Malaysia remains fully committed to completing the RTS Link, Mr Loke said.
He added that the RTS Link will give workers who commute between Malaysia and Singapore by motorcycle a safer, greener and more reliable transport option.
Mr Iswaran said the RTS Link is an important bilateral project that will help to alleviate congestion on the Causeway and improve connectivity between Singapore and Johor Bahru.
“More importantly, it will also strengthen ties between our two countries and our peoples,” he added.
Asked how much tickets will cost, Mr Loke said they will be affordable for citizens of both countries, but the fare structure will be finalised closer to the project’s completion.
Thursday’s visit was part of a day-long official trip to Malaysia by Mr Iswaran, who said he had a wide-ranging discussion with Mr Loke.

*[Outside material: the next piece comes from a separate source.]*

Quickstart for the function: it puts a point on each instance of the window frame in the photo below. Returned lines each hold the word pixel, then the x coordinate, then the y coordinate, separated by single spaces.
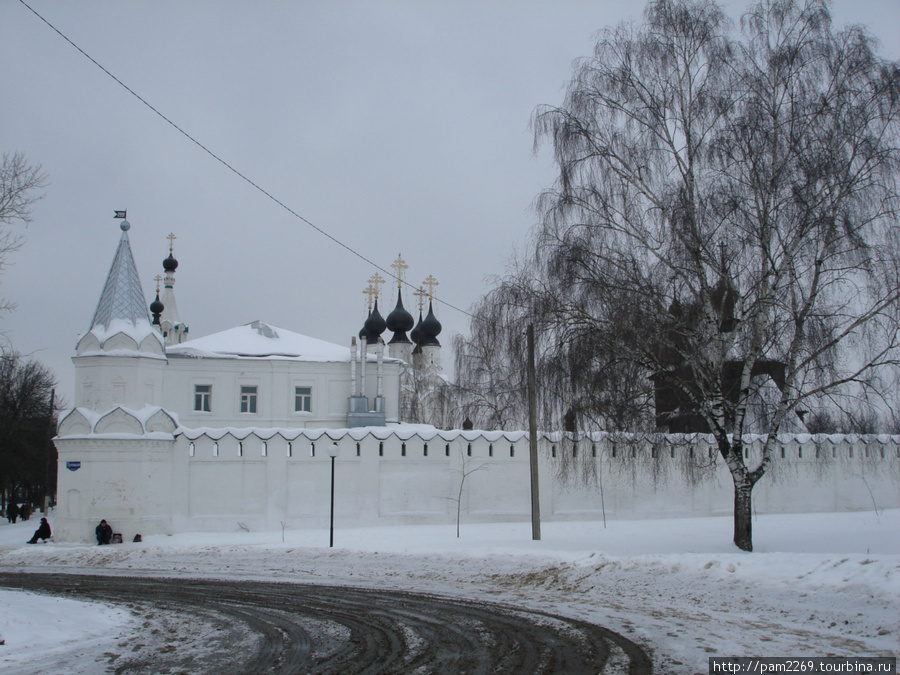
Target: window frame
pixel 201 397
pixel 306 398
pixel 249 399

He added that they affirmed their commitment to strengthening bilateral ties, and discussed how to further enhance transport connectivity via air, land and sea initiatives.

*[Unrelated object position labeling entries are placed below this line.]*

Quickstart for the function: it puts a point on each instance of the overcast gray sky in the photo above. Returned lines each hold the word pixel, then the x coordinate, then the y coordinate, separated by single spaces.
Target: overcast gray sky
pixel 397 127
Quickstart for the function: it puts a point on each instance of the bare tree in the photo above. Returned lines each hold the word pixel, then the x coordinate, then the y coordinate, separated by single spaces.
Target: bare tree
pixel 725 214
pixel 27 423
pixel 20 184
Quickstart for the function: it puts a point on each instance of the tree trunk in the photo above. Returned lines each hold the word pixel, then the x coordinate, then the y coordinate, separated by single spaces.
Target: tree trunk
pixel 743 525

Mr Loke said the two countries discussed increasing cross-border ferry services, adding that he has also requested that Singapore consider adding on to the current Tebrau Shuttle train service between Woodlands Train Checkpoint and Johor Bahru Sentral.
Currently, there are two ferry services between Singapore and Malaysia, one to Desaru and the other to Tanjung Pengelih.
A third service between Puteri Harbour and Tuas has been mooted by Johor Menteri Besar Onn Hafiz Ghazi to ease traffic congestion at the Second Link.
When the RTS Link starts operating, passengers will be able to travel from Bukit Chagar in Johor Bahru to Woodlands North in Singapore, or in the reverse direction, in about five minutes.
The shuttle service can serve up to 10,000 passengers per hour in each direction.
Before Covid-19 struck, nearly 300,000 people crossed the Causeway daily. Peak-hour traffic volumes through the Woodlands and Tuas checkpoints have since returned to pre-pandemic levels.
On the Singapore side, passengers will be able to transfer from the RTS Link to the Thomson-East Coast Line (TEL) via an underground link, without needing to exit the station.
The customs, immigration and quarantine facilities of both Singapore and Malaysia will be co-located within the same building at Woodlands North, as will be the case at Bukit Chagar station.
This means that passengers need to clear the immigration authorities only at their point of departure, instead of having to do it a second time when they arrive, as is the current practice for land border crossings.
The Wadi Hana Depot, located about 1km north of JB Sentral, will support day-to-day operations of the rail link, such as train maintenance, inspection and cleaning.
When asked, Mr Iswaran and Mr Loke said they had also discussed the terminated high-speed rail (HSR) project between Singapore and Kuala Lumpur.
Mr Loke said Malaysia is keen to revive the project, but it needs to be privately funded.
“At the time being, we are still at the feedback stage… and there are several Malaysian private companies that are interested,” he added in Malay.
Mr Iswaran said he underscored Singapore’s readiness to study any proposal from Malaysia on how the HSR project can be restarted.
“We remain open, and we are ready to work with the government of Malaysia,” he added.